All Products
Search
Document Center

Realtime Compute for Apache Flink:Manage Hive catalogs

Last Updated:Aug 02, 2024

After you create a Hive catalog, you can directly read Hive metadata in the development console of Realtime Compute for Apache Flink without the need to manually register Hive tables. This improves data development efficiency and data accuracy. This topic describes how to configure Hive metadata, create a Hive catalog, and use a Hive catalog.

Background information

After you store the Hive catalog configuration file and Hadoop dependencies in a directory that you specify in the Object Storage Service (OSS) console, you can create a Hive catalog in the development console of Realtime Compute for Apache Flink. After you create the Hive catalog, you can execute DML statements to create business logic and obtain the metadata of Hive tables in the development console of Realtime Compute for Apache Flink. This way, you do not need to execute DDL statements to declare related table information. Tables in a Hive catalog can be used as source tables or result tables for streaming deployments and batch deployments.

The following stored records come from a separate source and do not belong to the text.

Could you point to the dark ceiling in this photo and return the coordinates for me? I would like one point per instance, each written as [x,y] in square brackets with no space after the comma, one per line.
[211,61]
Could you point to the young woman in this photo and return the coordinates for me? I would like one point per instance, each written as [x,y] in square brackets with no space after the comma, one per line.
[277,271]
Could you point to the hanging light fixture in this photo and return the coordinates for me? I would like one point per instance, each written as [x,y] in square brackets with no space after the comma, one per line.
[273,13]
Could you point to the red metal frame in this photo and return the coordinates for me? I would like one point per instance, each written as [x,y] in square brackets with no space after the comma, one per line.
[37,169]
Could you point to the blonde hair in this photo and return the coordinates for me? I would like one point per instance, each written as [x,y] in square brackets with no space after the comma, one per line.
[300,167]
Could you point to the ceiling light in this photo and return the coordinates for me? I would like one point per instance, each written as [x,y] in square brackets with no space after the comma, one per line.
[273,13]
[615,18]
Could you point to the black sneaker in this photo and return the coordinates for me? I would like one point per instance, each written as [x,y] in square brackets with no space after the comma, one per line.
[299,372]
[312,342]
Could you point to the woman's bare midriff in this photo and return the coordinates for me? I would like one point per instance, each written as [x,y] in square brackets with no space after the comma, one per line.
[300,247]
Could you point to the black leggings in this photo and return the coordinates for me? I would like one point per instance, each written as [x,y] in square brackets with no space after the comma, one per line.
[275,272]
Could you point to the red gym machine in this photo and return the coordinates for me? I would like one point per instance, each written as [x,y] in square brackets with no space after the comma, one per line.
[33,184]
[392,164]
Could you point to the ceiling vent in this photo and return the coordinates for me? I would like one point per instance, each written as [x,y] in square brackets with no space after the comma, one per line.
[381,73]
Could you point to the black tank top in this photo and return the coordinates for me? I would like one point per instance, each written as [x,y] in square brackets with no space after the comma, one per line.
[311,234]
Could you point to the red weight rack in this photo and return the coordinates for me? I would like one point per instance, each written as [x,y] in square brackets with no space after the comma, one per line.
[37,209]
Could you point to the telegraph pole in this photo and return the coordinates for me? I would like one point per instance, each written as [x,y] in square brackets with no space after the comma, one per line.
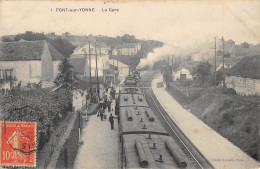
[215,62]
[223,62]
[97,69]
[172,63]
[89,65]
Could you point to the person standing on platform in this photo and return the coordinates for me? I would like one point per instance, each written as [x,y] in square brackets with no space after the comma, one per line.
[109,105]
[111,121]
[102,111]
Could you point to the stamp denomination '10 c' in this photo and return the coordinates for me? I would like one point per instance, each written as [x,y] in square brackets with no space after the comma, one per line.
[18,144]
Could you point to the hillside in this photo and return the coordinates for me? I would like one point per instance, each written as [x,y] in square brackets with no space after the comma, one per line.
[134,60]
[234,117]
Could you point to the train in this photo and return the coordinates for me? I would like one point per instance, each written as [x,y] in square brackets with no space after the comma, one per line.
[145,143]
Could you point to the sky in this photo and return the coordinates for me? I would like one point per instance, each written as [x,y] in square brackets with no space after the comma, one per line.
[178,23]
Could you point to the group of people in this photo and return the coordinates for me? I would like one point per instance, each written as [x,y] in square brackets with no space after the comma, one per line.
[106,102]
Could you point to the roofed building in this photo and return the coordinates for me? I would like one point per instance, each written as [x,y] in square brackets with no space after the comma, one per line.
[126,49]
[31,61]
[244,77]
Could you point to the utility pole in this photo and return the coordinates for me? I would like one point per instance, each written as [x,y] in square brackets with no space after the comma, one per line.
[223,62]
[215,62]
[168,62]
[89,65]
[172,63]
[96,69]
[97,73]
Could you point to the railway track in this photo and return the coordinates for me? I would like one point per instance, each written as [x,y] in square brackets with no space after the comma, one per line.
[196,158]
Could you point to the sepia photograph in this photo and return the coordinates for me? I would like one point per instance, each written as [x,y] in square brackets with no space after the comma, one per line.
[118,84]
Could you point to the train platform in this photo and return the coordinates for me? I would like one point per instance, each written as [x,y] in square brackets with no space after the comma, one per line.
[100,144]
[217,150]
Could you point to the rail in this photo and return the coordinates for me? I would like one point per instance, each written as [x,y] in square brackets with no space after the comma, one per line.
[175,132]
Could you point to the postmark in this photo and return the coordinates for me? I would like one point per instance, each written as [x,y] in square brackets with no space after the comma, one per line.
[18,144]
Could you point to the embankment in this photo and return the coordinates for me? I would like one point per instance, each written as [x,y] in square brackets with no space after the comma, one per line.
[234,117]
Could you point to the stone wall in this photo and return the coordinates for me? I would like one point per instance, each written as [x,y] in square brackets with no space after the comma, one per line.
[243,86]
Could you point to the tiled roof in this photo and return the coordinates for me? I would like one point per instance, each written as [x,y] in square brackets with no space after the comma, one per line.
[78,64]
[26,50]
[248,67]
[56,55]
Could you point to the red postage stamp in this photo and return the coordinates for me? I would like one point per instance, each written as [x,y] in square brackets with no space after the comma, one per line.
[18,144]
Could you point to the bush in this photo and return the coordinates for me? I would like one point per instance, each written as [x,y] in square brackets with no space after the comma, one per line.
[228,91]
[228,117]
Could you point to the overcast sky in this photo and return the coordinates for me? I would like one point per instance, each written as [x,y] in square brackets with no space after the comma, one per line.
[178,23]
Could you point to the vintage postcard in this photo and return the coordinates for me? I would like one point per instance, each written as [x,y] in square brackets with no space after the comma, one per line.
[130,84]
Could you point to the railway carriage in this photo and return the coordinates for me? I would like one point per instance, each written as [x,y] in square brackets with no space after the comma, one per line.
[145,142]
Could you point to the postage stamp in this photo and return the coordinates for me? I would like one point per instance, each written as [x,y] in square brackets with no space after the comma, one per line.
[18,144]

Realtime Compute for Apache Flink allows you to use Hive metastores or Alibaba Cloud Data Lake Formation (DLF) as the metadata management center for Hive catalogs. This topic describes the following operations that you can perform to manage Hive catalogs:

Prerequisites

Before you use Hive metastores or Alibaba Cloud DLF as the metadata management center for Hive catalogs, you must complete the following configurations:

  • Use Hive metastores as the metadata management center for Hive catalogs

    Item

    Description

    The Hive metastore service is activated.

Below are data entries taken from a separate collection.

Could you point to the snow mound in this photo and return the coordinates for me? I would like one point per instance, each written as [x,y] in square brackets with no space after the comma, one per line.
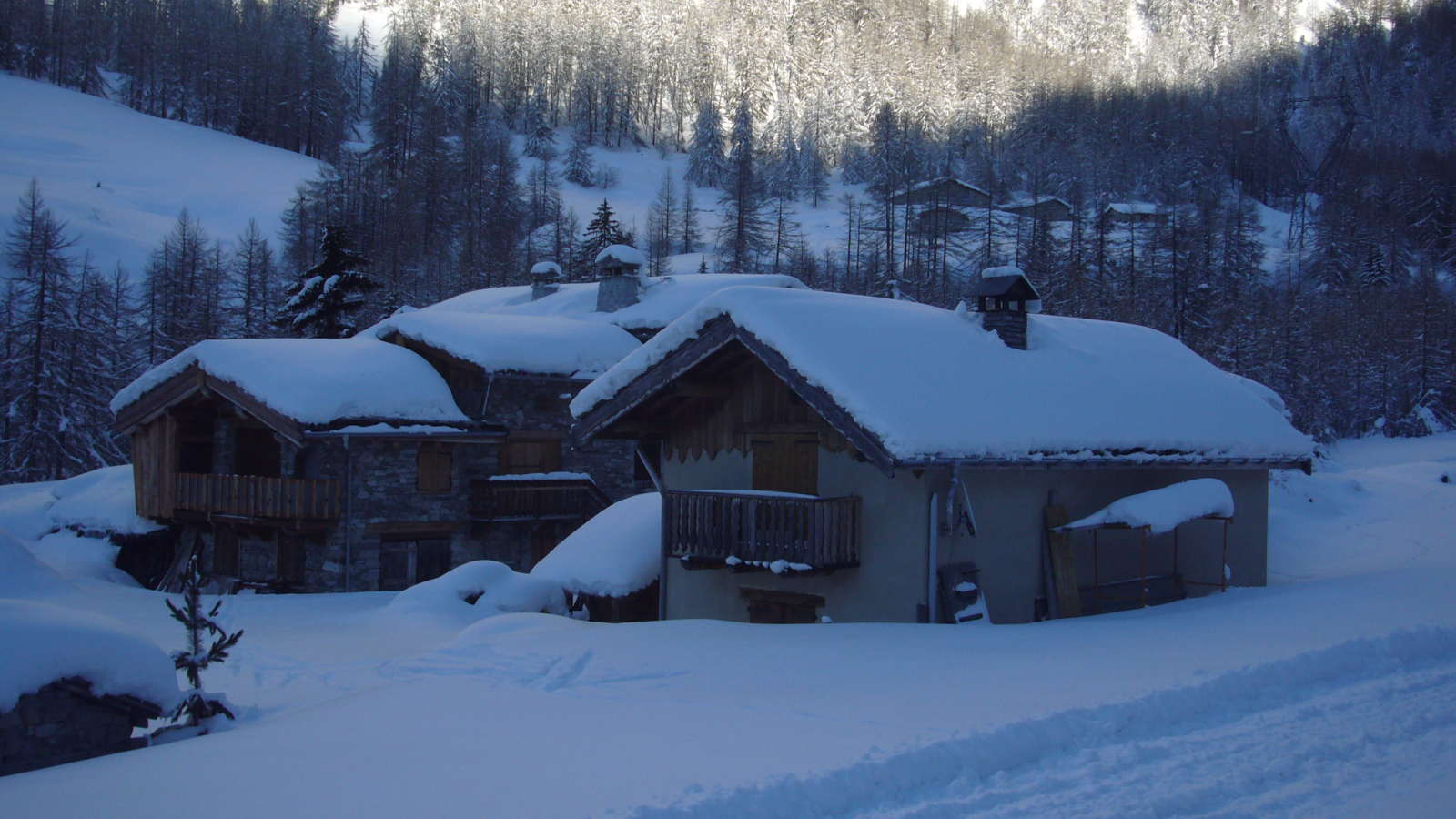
[613,554]
[622,254]
[315,380]
[43,643]
[22,574]
[101,500]
[477,591]
[526,344]
[1165,509]
[935,387]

    Commands related to the Hive metastore service:

    • Command for enabling the Hive metastore service: hive --service metastore

    • Command for checking whether the Hive metastore service is enabled: netstat -ln | grep 9083

      9083 is the default port number of the Hive metastore service. If you specify a different port number in the hive-site.xml file, you must replace 9083 in the preceding command with the port number that you specified in the hive-site.xml file.

    A whitelist is configured for the Hive metastore service and the CIDR blocks of Realtime Compute for Apache Flink are added to the whitelist.

    For more information about how to obtain the CIDR blocks of Realtime Compute for Apache Flink, see Configure an allowlist. For more information about how to configure a whitelist for the Hive metastore service, see Add a security group rule.

  • Use Alibaba Cloud DLF as the metadata management center for Hive catalogs

    Alibaba Cloud DLF is activated.

Limits

  • Hive metastores do not support Kerberos authentication.

  • Self-managed Hive metastores are supported.

  • Hive 1.X, 2.1.X, and 2.2.X are not supported in Apache Flink 1.16 or later. Therefore, only Realtime Compute for Apache Flink that uses Ververica Runtime (VVR) 6.X supports Hive 1.X, 2.1.X, and 2.2.X.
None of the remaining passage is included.